Piano Lessons Plus Pizza Plus Soccer: Why Extracurricular Overload is a Bad Idea

My sons don’t do a lot.

That is, they don’t do a lot of extra-curricular activities, at least not by today’s standards. Both boys play soccer (using the word “play” loosely here; James may end up being more instinctively athletic, but rest assured no one in this house is going to college on a sports scholarship), and they seem to enjoy it. Both take piano lessons, because I like it. Seriously, that’s why. I always wanted to have learned a musical instrument, and never did. So when a second-hand piano became available to us for next to nothing, I grabbed it, ditched my dining room table, and turned that spot into our music room (much grander than it sounds; it was too small for a dining room, anyway). They seem to like it, particularly Daniel, on his second year. Proud mommy moment alert: when my next door neighbor said she so enjoyed hearing the sounds of his playing through our open windows last summer.

And that’s it, activity-wise. Not including religious studies, which I mention only because our participation in the church’s family program takes up one precious afternoon. I’m sure there are mothers who look at a color-coded family calendar that’s packed with activities, with not one afternoon between Monday and Friday left fallow, and feel they’re doing the right thing. Or who feel that even if it’s not ideal — no one has time for a real dinner and everyone’s doing their homework either in the minivan or while waiting for their sister’s hip-hip lesson to end — it’s what they have to do.

I am not one of those mothers. I like my time, and I like their time.

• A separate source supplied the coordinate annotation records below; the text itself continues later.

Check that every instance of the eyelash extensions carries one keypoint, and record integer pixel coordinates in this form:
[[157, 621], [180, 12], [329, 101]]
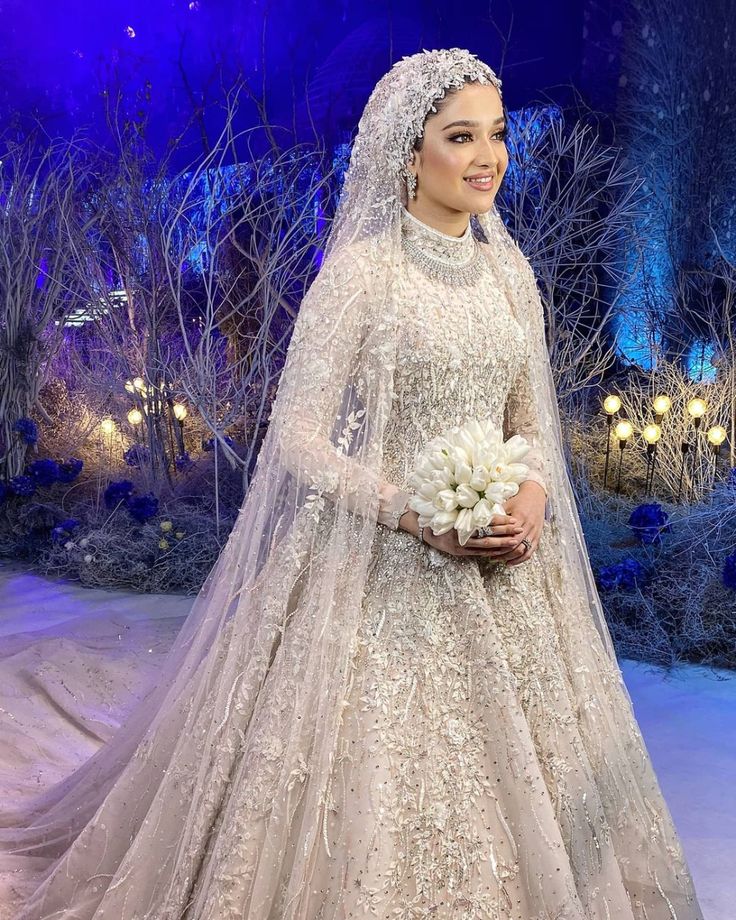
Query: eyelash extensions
[[503, 134]]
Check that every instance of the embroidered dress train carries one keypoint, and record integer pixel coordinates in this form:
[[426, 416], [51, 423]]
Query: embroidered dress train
[[430, 736]]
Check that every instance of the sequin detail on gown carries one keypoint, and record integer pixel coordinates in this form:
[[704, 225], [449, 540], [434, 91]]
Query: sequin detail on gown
[[470, 775]]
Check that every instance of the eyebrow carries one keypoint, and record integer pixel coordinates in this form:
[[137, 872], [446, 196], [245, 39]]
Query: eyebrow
[[472, 124]]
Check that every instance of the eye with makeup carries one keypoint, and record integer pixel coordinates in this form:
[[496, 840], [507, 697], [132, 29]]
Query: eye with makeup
[[502, 134]]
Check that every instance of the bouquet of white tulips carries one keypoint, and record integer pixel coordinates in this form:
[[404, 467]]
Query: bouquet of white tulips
[[463, 476]]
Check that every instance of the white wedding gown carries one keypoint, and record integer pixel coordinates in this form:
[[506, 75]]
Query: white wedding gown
[[478, 772]]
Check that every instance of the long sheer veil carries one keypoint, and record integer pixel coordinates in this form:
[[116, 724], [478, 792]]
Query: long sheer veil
[[125, 835]]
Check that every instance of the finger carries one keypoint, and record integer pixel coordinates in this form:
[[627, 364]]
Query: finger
[[499, 530], [512, 553], [528, 553], [504, 546]]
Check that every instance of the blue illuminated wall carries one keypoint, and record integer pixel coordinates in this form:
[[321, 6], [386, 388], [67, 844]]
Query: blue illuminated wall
[[312, 65]]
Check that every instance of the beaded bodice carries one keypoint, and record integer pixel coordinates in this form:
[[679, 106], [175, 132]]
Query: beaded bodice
[[460, 349]]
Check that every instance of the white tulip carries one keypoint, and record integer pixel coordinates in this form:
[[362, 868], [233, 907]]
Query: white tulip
[[463, 475], [446, 500], [466, 497], [483, 513], [480, 478]]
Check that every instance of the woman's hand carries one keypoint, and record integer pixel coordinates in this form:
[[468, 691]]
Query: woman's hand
[[507, 533], [527, 508]]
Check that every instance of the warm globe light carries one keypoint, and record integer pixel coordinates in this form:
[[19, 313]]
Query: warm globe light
[[623, 430], [717, 435], [651, 434], [662, 404], [612, 404], [696, 407]]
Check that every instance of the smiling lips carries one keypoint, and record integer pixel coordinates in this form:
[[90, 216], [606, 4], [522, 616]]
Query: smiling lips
[[480, 183]]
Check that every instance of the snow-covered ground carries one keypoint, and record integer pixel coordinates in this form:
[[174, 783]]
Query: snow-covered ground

This spring, we have piano — one lesson after the other, at our teacher’s home — on Wednesday. Monday is religion, and even that’s ending in a couple of weeks. Friday is soccer practice for both boys (score one for Mom having both teams’ weekly practice on the same day, albeit on different fields. Score another one for mom because the reason they’re on the same day is that my husband coaches James’ team, so he conveniently scheduled practice when it was best for me. Hey, I see no reason their activities shouldn’t also work for me.) Soccer games are on the weekends, and that’s fine with me — don’t tell my kids, but I enjoy going to the games sometimes more than they do.

Daniel: soccer player and competitive pizza-eater.

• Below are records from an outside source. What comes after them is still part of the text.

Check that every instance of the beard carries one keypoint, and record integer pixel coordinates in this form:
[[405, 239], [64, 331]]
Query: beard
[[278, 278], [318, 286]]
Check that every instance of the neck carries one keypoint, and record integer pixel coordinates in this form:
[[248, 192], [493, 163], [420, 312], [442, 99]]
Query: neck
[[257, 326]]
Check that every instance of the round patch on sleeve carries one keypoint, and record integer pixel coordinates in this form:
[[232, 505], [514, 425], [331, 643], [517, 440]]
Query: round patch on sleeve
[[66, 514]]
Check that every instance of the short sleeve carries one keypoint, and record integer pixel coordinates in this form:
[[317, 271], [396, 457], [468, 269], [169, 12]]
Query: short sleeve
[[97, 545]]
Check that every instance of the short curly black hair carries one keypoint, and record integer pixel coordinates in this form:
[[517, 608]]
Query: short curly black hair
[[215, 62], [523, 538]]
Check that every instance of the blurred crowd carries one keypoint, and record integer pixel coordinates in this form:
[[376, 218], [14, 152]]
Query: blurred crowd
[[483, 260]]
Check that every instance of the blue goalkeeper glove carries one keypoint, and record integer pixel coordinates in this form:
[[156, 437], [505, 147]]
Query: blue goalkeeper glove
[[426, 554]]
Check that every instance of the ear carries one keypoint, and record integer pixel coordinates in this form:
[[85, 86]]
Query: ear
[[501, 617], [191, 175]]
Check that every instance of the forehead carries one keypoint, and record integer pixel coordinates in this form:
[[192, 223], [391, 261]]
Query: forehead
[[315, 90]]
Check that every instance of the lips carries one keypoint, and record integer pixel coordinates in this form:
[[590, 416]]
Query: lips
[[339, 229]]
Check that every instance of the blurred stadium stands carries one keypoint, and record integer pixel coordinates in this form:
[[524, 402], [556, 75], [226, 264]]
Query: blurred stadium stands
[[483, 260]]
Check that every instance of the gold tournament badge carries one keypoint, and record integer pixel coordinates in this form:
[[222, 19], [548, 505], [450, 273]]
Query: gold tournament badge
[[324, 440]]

James, on the right, at a game last fall.

So yeah, I have this down to a system that works — we generally eat dinner at home, I don’t have to work out military-level carpools, and I’m not spending a fortune, either. Except of course for the times it doesn’t work. Like yesterday. All that happened is that Daniel’s coach moved the regular practice to that evening in advance of the bad weather called for this Friday (a winter storm’s a-coming. On April 1st.) We could do this: Piano is 3:45 to 4:45, and soccer is 5:30-7pm. My intentions were good, trying to get to both: Daniel gets more physical activity out of practice than out of the game itself, and it was actually a nice afternoon. Why not, I thought, grab the little guy off the bus at 3pm, pack up the piano books, homework, water bottles, soccer equipment and a change of clothes, then pick up Daniel at school, go to the piano instructor’s house for piano (and homework), go grab some pizza, then get to the soccer field, and let Daniel drill and scrimmage with his Pirates while James and I kick a ball around on the side.

It started okay; the pizza was a boy-pleasing idea (pizza — or any meal out — on a weekday? Are we on vacation? Can I say how much I love that this scenario is so out of the ordinary for my sons that I can still wield it as a treat? Score three for mom). But — and I should have anticipated this, given how devoted Daniel is to consuming large amounts of pizza — the meal was nowhere near digested by soccer time. Halfway into a scrimmage, he was clutching his stomach. Plus, the previously pleasant afternoon turned abruptly chilly. Rather than watch his brother or play around himself, James wanted to sit in the car for a while, and promptly shut the door on his fingers (major tears, no lasting injury, thanks). Homework got all confused somehow, and by the time we got home the whole pre-bed routine was at sixes and sevens.

In the lives of some modern mothers, many of whom I see weekly basis relating their drop-off and pick-up schedules that defy the space-time continuum (there’s no way to drop off your daughter at dance and be on a lacrosse field three towns away at the same time, even if you have the baddest-ass SUV on the planet) and lamenting how much fast food must be eaten to keep the schedule humming, my wacky Wednesday was nuthin’. Confusion with homework? A non-routine bedtime routine? Pshaw!

But I realized something yesterday: the slightly sick stomach and the bored/cold/injured younger brother weren’t really the problems (these things might have happened even if our usual routine hadn’t been interrupted, after all). The problem was that I didn’t feel comfortable and relaxed with the craziness of the day. I feel better with just one thing per day, and with some days with nothing on the calendar and time to oversee homework and get dinner started, then letting them play by themselves while I get some bits and pieces of work done. Yesterday, I was discombobulated and vaguely annoyed (misplaced my checkbook in there somewhere, too), and that rubbed off on everyone else.

It’s like I always say (apologies to the grammar police): If Momma ain’t happy, ain’t nobody happy.”